Primero, el interrogatorio:
“¿Es usted alérgico al contraste?” Y me quedo divagando un par de segundos para darle una vuelta a la pregunta. Y pienso: la pobreza y la opulencia, la esclavitud y la soberana libertad. Respondo que sí.
Y la voz despersonalizada de la funcionaria que me responde:
“Entonces no se va a poder hacer la resonancia.”
Y entro en vereda, borro de mi mente esas ideas que me surgieron y aclaro:
“¡Noo! No tengo ningún tipo de alergia. Salvo a las injusticias.
La mujer hace como que no me escucha y prosigue:
“¿Alguna enfermedad? ¿Diabetes, cáncer, insuficiencia renal crónica?
“No, ninguna de ellas.”
“Tiene usted alojado en su cuerpo un marcapasos o algún objeto metálico? ¿Ha recibido una bala que se le haya quedado dentro?” Imaginé que me preguntaría si era pariente del Chapo Guzmán y por inercia, respondí que no. (No soy pariente de ningún traficante o mafioso y no tengo que andar ocultándome con nombres supuestos. Bueno, Gui, Guidos, pero nada más).
Bien, entonces se va a cambiar de ropa e iremos al procedimiento.
Me mandaron a una salita para que me quitara mis vestimentas, quedando sólo con una de esas batitas exiguas que uno siempre ve colocadas sobre los demás, pero que jura que nunca se las va a colocar. Pues, a no jurar en vano que siempre llega la hora. Y como ya estoy listo y preparado para el vejamen, camino enhiesto y procurando blindarme con una pizca de orgullo. Pero no puedo evitar darme cuenta que una niña entradita en carnes reprime un atisbo de risa. Allí mismo esa pizca mal parada de orgullo rueda por las asépticas baldosas y no me queda más que entregarme a las circunstancias.
Acostado en una especie de camilla y arropado con unas frazadas, tal si fuera a hacer un tour por Siberia, inmovilizada y sujeta mi cabeza con unas piezas, que me permiten poner en duda lo que significa la esencia de la libertad, cierro mis ojos, olvidando ese cielo azul ribeteado de verdes hojas y que es sólo una fotografía gigante y luminosa que se coloca allí para apaciguar los miedos que surgen en circunstancias como esta.

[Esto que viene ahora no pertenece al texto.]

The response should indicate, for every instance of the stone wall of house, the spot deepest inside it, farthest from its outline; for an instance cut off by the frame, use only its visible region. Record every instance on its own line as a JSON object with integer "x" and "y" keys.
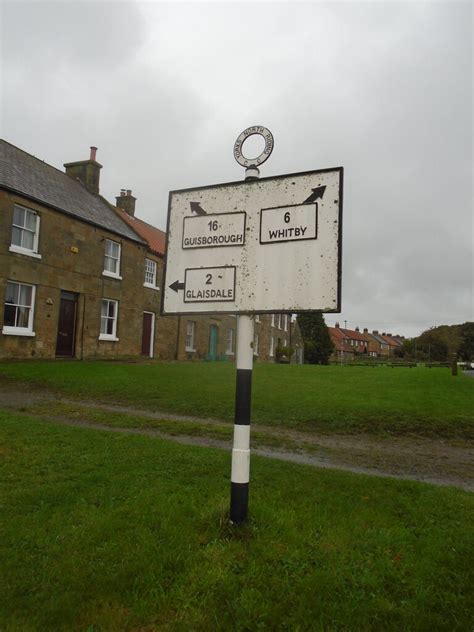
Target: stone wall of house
{"x": 72, "y": 259}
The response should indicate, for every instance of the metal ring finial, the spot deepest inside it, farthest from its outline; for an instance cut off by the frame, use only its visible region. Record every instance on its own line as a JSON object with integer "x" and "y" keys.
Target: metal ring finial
{"x": 250, "y": 131}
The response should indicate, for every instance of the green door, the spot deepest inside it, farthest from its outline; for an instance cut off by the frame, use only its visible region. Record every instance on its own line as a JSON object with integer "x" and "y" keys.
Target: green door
{"x": 213, "y": 342}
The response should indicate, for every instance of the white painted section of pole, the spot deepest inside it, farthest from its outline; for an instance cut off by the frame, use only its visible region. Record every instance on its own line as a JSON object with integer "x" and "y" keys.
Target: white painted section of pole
{"x": 240, "y": 465}
{"x": 241, "y": 437}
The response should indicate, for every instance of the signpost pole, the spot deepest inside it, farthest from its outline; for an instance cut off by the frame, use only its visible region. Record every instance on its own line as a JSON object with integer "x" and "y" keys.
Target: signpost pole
{"x": 240, "y": 474}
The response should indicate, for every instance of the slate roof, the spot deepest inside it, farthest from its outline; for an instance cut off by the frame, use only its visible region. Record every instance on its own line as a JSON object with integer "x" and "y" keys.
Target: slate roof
{"x": 23, "y": 173}
{"x": 155, "y": 237}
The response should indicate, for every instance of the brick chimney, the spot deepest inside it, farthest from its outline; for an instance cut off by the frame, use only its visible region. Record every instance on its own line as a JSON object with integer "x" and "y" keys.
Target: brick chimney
{"x": 87, "y": 171}
{"x": 126, "y": 201}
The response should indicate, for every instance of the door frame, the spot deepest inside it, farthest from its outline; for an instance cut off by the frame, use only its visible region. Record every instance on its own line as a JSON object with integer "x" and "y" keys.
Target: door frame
{"x": 214, "y": 327}
{"x": 75, "y": 300}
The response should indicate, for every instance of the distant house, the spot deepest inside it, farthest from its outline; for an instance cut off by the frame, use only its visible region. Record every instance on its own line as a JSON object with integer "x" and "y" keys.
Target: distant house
{"x": 343, "y": 352}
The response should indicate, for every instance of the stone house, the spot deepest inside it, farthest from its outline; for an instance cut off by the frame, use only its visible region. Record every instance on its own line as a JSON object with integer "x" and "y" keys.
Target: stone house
{"x": 68, "y": 264}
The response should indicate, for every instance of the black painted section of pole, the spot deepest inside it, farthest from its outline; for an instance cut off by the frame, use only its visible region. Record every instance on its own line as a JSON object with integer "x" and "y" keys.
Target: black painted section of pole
{"x": 239, "y": 502}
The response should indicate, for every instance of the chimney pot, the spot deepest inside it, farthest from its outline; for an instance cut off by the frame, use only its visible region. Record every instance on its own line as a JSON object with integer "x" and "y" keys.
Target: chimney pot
{"x": 126, "y": 201}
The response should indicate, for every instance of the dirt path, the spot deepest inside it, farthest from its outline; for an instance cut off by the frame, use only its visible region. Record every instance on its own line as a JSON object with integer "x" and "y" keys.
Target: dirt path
{"x": 436, "y": 461}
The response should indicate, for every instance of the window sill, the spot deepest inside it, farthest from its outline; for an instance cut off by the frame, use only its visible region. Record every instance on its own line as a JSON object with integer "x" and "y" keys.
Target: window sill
{"x": 15, "y": 331}
{"x": 111, "y": 275}
{"x": 24, "y": 251}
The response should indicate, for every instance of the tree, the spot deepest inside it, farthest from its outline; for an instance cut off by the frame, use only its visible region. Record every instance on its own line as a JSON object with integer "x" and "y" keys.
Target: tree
{"x": 318, "y": 345}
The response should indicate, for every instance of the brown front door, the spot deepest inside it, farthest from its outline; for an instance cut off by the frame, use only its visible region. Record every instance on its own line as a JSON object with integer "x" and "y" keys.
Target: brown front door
{"x": 66, "y": 325}
{"x": 147, "y": 335}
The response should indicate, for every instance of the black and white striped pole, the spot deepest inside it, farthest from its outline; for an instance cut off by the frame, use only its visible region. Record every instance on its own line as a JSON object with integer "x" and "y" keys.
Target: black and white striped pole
{"x": 240, "y": 474}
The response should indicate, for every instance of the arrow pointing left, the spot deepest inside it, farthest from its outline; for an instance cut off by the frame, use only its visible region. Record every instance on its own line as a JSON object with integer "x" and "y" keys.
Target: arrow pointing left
{"x": 196, "y": 208}
{"x": 177, "y": 286}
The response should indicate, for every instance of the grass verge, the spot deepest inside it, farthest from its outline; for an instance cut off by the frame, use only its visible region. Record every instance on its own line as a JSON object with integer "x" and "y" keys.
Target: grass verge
{"x": 111, "y": 531}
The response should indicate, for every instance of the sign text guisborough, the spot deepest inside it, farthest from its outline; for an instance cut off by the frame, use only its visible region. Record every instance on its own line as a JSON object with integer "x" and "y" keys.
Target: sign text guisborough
{"x": 267, "y": 245}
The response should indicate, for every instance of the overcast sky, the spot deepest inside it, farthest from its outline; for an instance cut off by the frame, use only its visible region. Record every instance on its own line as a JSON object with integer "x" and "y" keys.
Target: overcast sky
{"x": 163, "y": 90}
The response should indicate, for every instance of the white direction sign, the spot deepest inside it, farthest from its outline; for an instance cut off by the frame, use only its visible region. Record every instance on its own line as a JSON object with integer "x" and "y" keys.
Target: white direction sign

“Si siente claustrofobia, toque esta alarma.” La niña pone cerca de mi mano derecha una bolita de goma. Si he esperado tanto por esta resonancia, mal podría yo argüir fobias de cualquier tipo. No sufro con el encierro, al contrario, imagino cosas, pienso que estoy a salvo de una debacle universal, que mis atacantes nunca me verán acá escondido y en fin, miles de otras divagaciones que seguramente también cruzarán por la cabeza de los que estarán o han estado en el mismo lugar en que yo estoy ahora.
De pronto, me sumergen en una especie de bóveda y allí me quedo, quieto como una momia, casi sin respirar para que todo funcione bien.
Y comienzan a repercutir unos sonidos raros, algo así como la enésima secuela de La Guerra de las Galaxias. Imagino a Obi-Wan Kenobi trenzándose a mandobles de espadas laser con Darth Vader, Nunca creo haber visto esas películas así que no sé quién es el malo y quién es el bueno. Lo que es más peligroso todavía. Y los sonidos decrecen y surge luego una tregua. Después, regresa el sonido e imagino a Yoda tratando de encandilar a la princesa Leia. Si él puede, cualquiera. Su verso es sustancioso.
Transcurridos cuarenta y tantos minutos, la resonancia termina, el catafalco es impulsado hacia afuera y aparece la auxiliar, indicándome que todo ha terminado. Me liberan de las ataduras y quedo allí, sentado y relajado, con esa especie de enagüita bastarda que se sabe ajena a mi cuerpo. En un gesto que no me explico, me percato que mis piernas están un tanto descubiertas y con pudor bajo la falda. Es un gesto muy femenino, creo yo, pero uno no anda mostrándose semidesnudo en cualquier parte.
Vestido y aliviado, quedo satisfecho con esta fue una nueva aventura y con una nueva experiencia.
Sólo sé que el Ello, el Yo y el superyó de ningún modo permitirán ser fotografiados en este procedimiento, porque todavía no se crea un sofisticado aparato que nos desnude el alma.